Primary analysis
Evidence of heterogeneity was detected under the linkage model for all five singleton phenotypes. More specifically, in the two-class model, all phenotypes exhibited evidence of a zero slope in one class, and a statistically significant negative slope in the other ("linked") class (See Table 1). For all phenotypes, the estimate of the slope in the "linked" class is more negative than that of the "marginal" slope (i.e., the slope obtained in the one-class model). As one would expect, the marginal slope appears to be an average of the negative and zero slope in the two classes.
We assigned each family to its more likely class, on the basis of estimates of family-specific probabilities of latent class membership. In general, the classes were well separated, with estimates of class membership probabilities close to zero and one. For families classified as "linked", the estimates of the probability of membership in the "linked" class ranged from 0.918 to 1.000, with a mean of 0.988. For families classified as "unlinked", the estimates ranged from 0.000 to 0.024, with a mean of 0.001. We found that relatively few families (i.e., two or three families) contribute to the overall evidence of linkage, despite the strong marginal effect. This suggests that for these five phenotypes, we detected QTLs with relatively rare alleles with strong effects.
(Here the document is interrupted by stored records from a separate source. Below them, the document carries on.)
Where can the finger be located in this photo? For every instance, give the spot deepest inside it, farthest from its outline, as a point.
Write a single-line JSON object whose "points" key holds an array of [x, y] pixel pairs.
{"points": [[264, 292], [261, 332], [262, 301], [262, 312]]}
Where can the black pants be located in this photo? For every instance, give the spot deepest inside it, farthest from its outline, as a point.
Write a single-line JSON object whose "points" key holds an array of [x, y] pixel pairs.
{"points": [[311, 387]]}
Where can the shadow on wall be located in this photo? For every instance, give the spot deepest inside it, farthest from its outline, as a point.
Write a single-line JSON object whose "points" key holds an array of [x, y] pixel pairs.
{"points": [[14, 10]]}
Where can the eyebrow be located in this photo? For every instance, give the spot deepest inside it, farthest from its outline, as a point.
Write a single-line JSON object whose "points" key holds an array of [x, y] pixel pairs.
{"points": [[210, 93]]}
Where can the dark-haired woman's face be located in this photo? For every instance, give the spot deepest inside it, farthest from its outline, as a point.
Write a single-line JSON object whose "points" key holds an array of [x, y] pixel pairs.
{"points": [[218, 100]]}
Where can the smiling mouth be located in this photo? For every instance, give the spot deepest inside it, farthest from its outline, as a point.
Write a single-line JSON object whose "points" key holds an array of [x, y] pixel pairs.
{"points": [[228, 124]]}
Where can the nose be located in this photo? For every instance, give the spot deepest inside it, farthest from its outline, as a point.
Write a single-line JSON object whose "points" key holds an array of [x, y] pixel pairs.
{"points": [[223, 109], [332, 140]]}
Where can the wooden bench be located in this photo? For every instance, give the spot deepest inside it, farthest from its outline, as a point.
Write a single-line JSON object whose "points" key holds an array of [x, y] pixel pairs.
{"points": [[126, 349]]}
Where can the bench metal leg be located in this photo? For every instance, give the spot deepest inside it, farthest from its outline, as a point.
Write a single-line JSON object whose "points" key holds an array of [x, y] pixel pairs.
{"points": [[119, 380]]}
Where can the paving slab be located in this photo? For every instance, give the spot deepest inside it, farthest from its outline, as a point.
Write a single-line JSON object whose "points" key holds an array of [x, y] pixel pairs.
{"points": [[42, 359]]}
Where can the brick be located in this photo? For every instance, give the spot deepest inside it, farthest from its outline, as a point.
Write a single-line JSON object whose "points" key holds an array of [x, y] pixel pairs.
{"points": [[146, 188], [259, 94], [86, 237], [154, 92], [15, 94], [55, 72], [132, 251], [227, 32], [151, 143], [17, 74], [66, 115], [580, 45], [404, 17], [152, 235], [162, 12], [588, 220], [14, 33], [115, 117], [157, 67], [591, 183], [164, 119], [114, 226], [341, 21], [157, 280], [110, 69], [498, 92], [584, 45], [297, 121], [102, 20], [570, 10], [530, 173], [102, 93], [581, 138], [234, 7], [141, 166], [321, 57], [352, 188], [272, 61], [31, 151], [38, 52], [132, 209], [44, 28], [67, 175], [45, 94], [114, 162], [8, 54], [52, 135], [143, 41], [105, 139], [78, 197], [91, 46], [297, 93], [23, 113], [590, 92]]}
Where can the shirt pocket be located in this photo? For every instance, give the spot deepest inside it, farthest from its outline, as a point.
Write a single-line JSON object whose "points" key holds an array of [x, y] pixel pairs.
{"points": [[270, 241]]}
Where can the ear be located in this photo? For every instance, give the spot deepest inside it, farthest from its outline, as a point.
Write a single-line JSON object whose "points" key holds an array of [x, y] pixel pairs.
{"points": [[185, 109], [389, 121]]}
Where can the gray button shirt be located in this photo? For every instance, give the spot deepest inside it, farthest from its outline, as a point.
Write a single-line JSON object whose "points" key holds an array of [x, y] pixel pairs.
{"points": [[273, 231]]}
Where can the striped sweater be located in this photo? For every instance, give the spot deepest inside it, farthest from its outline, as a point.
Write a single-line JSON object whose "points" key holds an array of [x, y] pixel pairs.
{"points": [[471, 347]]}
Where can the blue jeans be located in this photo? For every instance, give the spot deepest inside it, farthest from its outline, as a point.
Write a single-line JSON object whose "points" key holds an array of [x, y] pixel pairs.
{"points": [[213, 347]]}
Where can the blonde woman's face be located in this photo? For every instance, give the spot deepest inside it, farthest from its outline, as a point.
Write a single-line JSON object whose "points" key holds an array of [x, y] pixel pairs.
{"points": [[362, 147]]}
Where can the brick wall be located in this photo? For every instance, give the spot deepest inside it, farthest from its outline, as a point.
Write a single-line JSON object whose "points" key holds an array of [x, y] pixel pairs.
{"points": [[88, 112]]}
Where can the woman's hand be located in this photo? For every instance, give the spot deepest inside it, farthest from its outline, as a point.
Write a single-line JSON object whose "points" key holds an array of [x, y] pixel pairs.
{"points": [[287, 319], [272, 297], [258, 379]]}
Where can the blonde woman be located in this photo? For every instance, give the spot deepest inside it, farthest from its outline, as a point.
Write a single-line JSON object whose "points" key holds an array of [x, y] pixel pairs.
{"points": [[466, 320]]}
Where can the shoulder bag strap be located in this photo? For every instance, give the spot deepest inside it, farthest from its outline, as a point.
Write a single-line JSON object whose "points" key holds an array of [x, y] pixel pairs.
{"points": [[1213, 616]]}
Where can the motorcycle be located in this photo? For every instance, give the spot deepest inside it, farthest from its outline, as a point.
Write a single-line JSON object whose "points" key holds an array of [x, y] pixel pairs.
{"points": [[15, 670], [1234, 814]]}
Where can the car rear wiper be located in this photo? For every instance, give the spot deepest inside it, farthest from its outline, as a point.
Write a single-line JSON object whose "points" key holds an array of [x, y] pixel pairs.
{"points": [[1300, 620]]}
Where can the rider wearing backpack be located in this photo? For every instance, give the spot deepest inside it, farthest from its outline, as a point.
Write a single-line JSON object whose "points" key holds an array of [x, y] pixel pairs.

We repeated the linkage scans for each class separately. Figure 1 shows the full-sample and class-specific linkage scans for all five phenotypes, using markers on the trans peak chromosome. The stratified scans were implemented in S.A.G.E. [7]. These graphs suggest that we can effectively use the latent class model to identify the subset of families that provide most of the evidence of linkage.
In addition to the chromosome-specific linkage scan, we performed a stratified, genome-wide linkage scan for each singleton phenotype. By omitting those families whose phenotypic variation is already explained ("linked" families above), we might have more power to detect additional QTLs. This reasoning assumes that, for example, when families in the sample are segregating for two distinct QTLs, individual families will be segregating for one or the other, but not both QTLs. Of course, this is not necessarily true. However, if the less common allele at each of the QTLs is rare, it may be a good working assumption. In the linkage scans, the evidence for linkage is measured by the negative log p-value from H-E regression. The maximum new negative log p-value in "unlinked" families ranged from 3.3 for CBR1 (increased from 0.3 in all families) to 4.1 for DSCR2 (increased from 2.2 in all families). In the original analysis, Morley et al. [4] used two different levels of stringency for determining the genome-wide significance of evidence for linkage. A negative log p-value of 4.4 was used as a less stringent threshold. Thus, while the evidence of linkage to other regions in the genome did increase in the "unlinked" families, none of the new linkage peaks achieved genome-wide significance by this criterion.
Secondary analysis
We next applied the latent class method to the chromosome 14 and 20 phenotypes. Specifically, we analyzed data for 29 phenotypes with significant evidence of linkage to a 5-Mb region on chromosome 14. Again, we found that a relatively small number of families contributed to the overall evidence of linkage (range 1 to 7, average 2.4). In fact, for 12 phenotypes, only one family is classified as "linked". Surprisingly, a single family (CEPH 1418) is classified as "linked" for all phenotypes. We repeated a linkage scan removing that family and found that only one phenotype continued to exhibit linkage to chromosome 14. We compared the expression values of Family 1418 to those of the other families and found the mean and range of expression values to be quite similar. Thus, there is nothing remarkable about this family with respect to phenotypic values. The strong dependence of the linkage findings on this family might indicate a relatively rare allele at a QTL with a very strong effect, detected primarily in one family.
We repeated the analysis described above for 24 expression phenotypes with significant linkage to a 5-Mb region on chromosome 20. In contrast to the results for the chromosome 14 phenotypes, we found that different families contribute linkage evidence for different phenotypes. All families contribute evidence for at least two phenotypes and the maximum number of phenotypes to which one family contributes is 14. In general, somewhat larger numbers of families contributed to the evidence of linkage for the chromosome 20 phenotypes (range 1 to 9, average 3.6), as compared to the chromosome 14 phenotypes.